Monday, May 17, 2021

Poor telecomms network making COVID-19 zonal borders porous

To the writer’s knowledge, you wouldn’t be able to count on the fingers on your hands and the toes on your feet, the number of people who have gone through the Dibete check point without being asked for COVID-19 travel permits. After almost a year of what should be stringent movement restrictions, there are days when the fatigued soldiers manning the checkpoint just wave motorists through. There can be no doubt that this recklessness defeats the objective of containing the virus within COVID-19 zones and has certainly become one of the ways that the virus crosses borders. It turns out that in almost off-the-grid areas, technology could also be doing the same thing.

This past Tuesday, the permit status of people going through a checkpoint in Kuke (between Maun and Gantsi) couldn’t be verified because the telecommunications network was down. Most people apply for the permit online and at checkpoints, give their national identity card (Omang) numbers to officers (mostly gun-toting soldiers) who type in this information on smartphones they have been provided with to check whether one has been cleared for inter-zonal travel. In the mid-afternoon of last Tuesday, officers manning the checkpoint told those passing through that the “network was down”, meaning that they couldn’t verify the permit status of travelers.

The government’s poor husbandry of its technology is a huge factor in this debacle. Last year, the online permit service sent an SMS to the applicant’s phone number. At checkpoints one had to merely show the SMS to the officers. The service no longer sends the SMS, meaning that unless you acquired a hard copy of the permit, which very few people do, you have to give the officers your Omang number, which almost all inter-zonal travelers prefer. The process is laborious, takes too long and is one of the reasons why officers tire mid-shift and wave motorists through without verifying their permit status.

On the whole, COVID fatigue has evidently set in many more environments and the screening stations at one too many workplaces have become part of the décor. As problematic are the varying standards applied with regards to the management of these stations.
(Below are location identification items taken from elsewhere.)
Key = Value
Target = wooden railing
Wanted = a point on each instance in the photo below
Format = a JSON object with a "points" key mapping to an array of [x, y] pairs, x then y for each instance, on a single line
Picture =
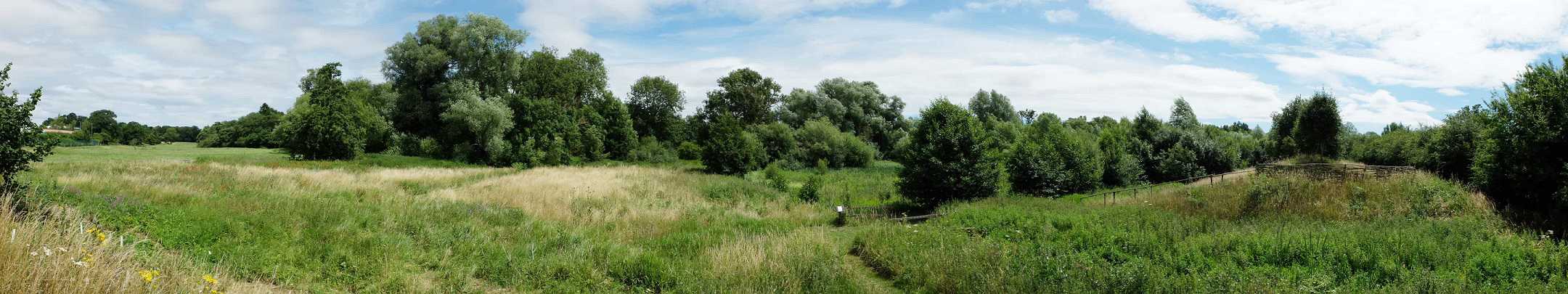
{"points": [[1326, 171], [1111, 196]]}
At some stations, there are attendants who write down customers’ personal details, meaning that fewer pairs of hands come into contact with the register book and pen. At other stations, attendants do no more than take customers’ body temperature, spray hand sanitiser (or window cleaner – who knows?) onto customers’ hands, then ask them to write down their details, heightening the possibility of virus spread because many more pairs of hands come into contact with the same register book and pen.

This happens because those responsible for the implementation of COVID-1 health guidelines have never sought to set uniform standards and discretion has become the norm.